Confusion about image->caption example
mtran14 opened this issue · 1 comments
mtran14 commented
Hello,
Thank you for creating a great repository. I'm new to x-transformers
and I'm a bit confused about the provided sample usage for image captioning:
import torch
from x_transformers import ViTransformerWrapper, TransformerWrapper, Encoder, Decoder
encoder = ViTransformerWrapper(
image_size = 256,
patch_size = 32,
attn_layers = Encoder(
dim = 512,
depth = 6,
heads = 8
)
)
decoder = TransformerWrapper(
num_tokens = 20000,
max_seq_len = 1024,
attn_layers = Decoder(
dim = 512,
depth = 6,
heads = 8,
cross_attend = True
)
)
img = torch.randn(1, 3, 256, 256)
caption = torch.randint(0, 20000, (1, 1024))

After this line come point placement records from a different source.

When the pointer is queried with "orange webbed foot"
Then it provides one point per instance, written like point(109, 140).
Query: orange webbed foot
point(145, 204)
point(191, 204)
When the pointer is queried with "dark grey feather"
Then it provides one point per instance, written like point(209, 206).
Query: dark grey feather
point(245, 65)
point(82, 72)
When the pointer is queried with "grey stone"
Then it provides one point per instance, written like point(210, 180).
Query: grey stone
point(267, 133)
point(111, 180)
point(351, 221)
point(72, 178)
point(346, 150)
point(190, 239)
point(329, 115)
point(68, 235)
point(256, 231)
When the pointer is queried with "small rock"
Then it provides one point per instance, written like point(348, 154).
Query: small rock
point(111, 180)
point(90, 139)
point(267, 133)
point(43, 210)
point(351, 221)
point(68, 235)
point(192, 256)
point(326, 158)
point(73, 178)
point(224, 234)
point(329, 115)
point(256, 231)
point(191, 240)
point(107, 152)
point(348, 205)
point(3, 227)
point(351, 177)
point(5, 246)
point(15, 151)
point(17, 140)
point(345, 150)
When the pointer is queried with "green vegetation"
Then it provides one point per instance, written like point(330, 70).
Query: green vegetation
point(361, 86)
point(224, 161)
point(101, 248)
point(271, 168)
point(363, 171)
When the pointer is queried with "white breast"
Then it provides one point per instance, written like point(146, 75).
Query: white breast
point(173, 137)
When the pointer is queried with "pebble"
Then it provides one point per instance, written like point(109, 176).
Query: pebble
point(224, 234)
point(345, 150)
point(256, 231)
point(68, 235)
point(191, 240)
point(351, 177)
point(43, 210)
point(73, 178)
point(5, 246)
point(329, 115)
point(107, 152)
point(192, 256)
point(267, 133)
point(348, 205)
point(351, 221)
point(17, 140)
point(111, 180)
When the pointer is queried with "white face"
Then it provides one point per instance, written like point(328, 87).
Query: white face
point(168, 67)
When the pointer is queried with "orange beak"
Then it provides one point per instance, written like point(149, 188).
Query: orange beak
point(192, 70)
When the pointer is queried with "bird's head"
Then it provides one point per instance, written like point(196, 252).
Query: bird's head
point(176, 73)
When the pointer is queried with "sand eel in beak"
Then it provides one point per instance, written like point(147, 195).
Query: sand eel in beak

encoded = encoder(img, return_embeddings = True)
decoder(caption, context = encoded) # (1, 1024, 20000)
I suppose the code is for model training, where pairs of [img, caption]
is available.
- Why do we feed
caption
(our target predictions) into the decoder? Shouldn't thedecoder
only takeencoded
as input, and produce predictions forcaption
? - How should I use the trained model for inference, when only
img
is available (andcaption
is unknown/hidden)?
Thanks in advance!
mk-runner commented
I also have the same question, hoping to clarify it. Thank you!